Pronta una mozione, illustrata oggi in conferenza stampa, dopo i fatti di bullismo di branco che stanno rovinando i sabato sera del capoluogo dauno

Il PD cittadino foggiano, insieme al gruppo consiliare, ha scritto al sindaco Franco Landella e al presidente del Consiglio Leo Iaccarino per presentare con forza una mozione, illustrata oggi in conferenza stampa, dopo i fatti di bullismo di branco che stanno rovinando i sabato sera di tantissimi ragazzini non molesti e degli adulti, due dei quali malmenati per essere intervenuti a portare l’ordine.
“Largo degli Scopari, piazzale Italia, piazza padre Pio, piazza Mercato, parco San Felice sono diventati contesti urbani dell’emersione del degrado e del disagio – educativo e sociale – nelle forme dell’ubriachezza molesta, della violenza di gruppo, del vandalismo e dello schiamazzo fini a se stessi. Tutti fenomeni degenerativi imputabili a ragazzi cresciuti fisicamente e culturalmente in contesti deprivati sotto il profilo materiale ed etico, a prescindere dal ceto sociale di appartenenza e dal reddito familiare, molti dei quali identificabili con l’espressione gergale tifosi della malavita“, scrivono i dem.
Quali soluzioni?

Anzitutto a loro dire serve un maggior utilizzo degli agenti della Polizia Locale con adozione di misure straordinarie. Serve un tavolo permanente, un patto tra agenzie educative, comprese le parrocchie.
“Dobbiamo chiedere a chi di competenza di essere presenti, a quelle attività che danno da bere ai minorenni va detto che questo è inammissibile. È una responsabilità gravissima. Si deve cominciare a sanzionare queste attività che fanno questo sporco lavoro. Tolleranza zero a chi dà i cicchetti ai ragazzi di 11 e 12 anni”, è il commento veemente della campionessa di consensi e segretaria provinciale Lia Azzarone.
Nel tavolo permanente, secondo il capogruppo Lino Dell’Aquila, va data anche rilevanza al tema delle palestre, che un tempo rappresentavano un presidio sociale fondamentale per gli adolescenti.

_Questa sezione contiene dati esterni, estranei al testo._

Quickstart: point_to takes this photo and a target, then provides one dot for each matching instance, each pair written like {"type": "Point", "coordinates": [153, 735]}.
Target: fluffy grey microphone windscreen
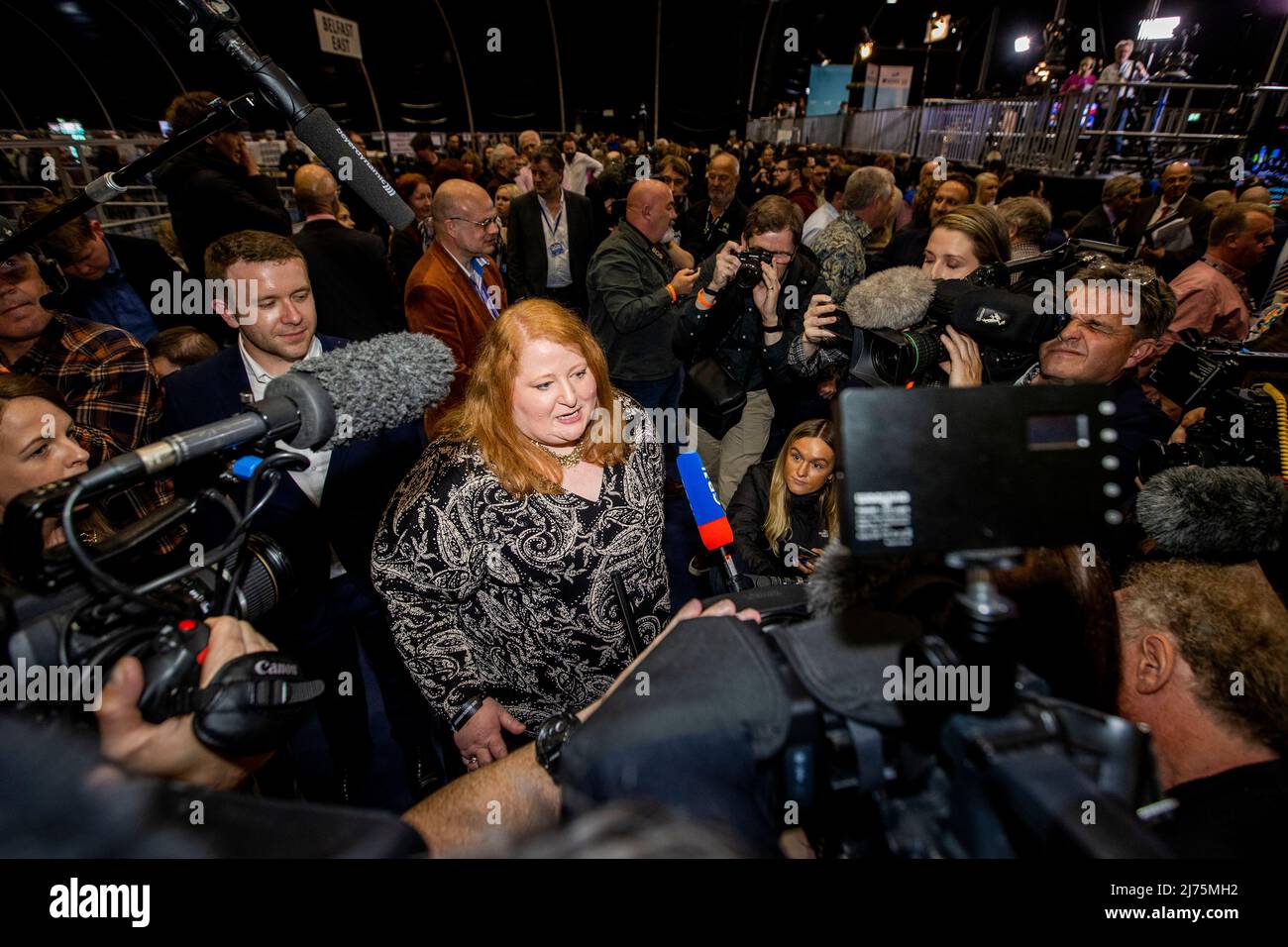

Oggi quelle scolastiche sono quasi tutte chiuse, lo sport resta appannaggio delle palestre private, che comunque non attirano l’interesse adolescenziale. Senza agonismo non c’è mordente.
“Dobbiamo riaprire le palestre pubbliche, dopo le 18 dovrebbe essere messa una persona, dobbiamo sforzarci. I ragazzi spesso non sanno cosa fare, sono presi dalla noia. È importante creare delle alternative. Quello che possono fare le parrocchie è sempre insufficiente. Occorre che i servizi sociali investano in questo settore”, ha rimarcato Dell’Aquila.
Cicchetti ad 1 euro o bottiglie di alcol acquistate anche al supermercato per feste con lo stappo nelle piazze. “Alcuni esercenti si pongono il problema come alcuni tabaccai, dobbiamo anche aiutare dagli adulti. Tutto dipende da come noi costruiamo il nostro vivere comune. Questo fenomeno è dilagante in centro dove si concentrano tanti ragazzi, vengono presi dall’euforia, non bisogna neppure avere paura di questi atteggiamenti arroganti”.
Per Davide Emanuele “Foggia è una città sotto scacco”.
“Il degrado porta degrado, il centro storico è abbandonato da anni, nella parrocchia di San Tommaso sono interdetti degli spazi. Che tutela diano ai commercianti?”, ha aggiunto il consigliere Francesco De Vito.
Insieme alle palestre, alcune come quella  Pio XII chiuse da anni c’è il tema dei distributori automatici, che vendono bottiglie di vetro, vere e proprie armi improprie.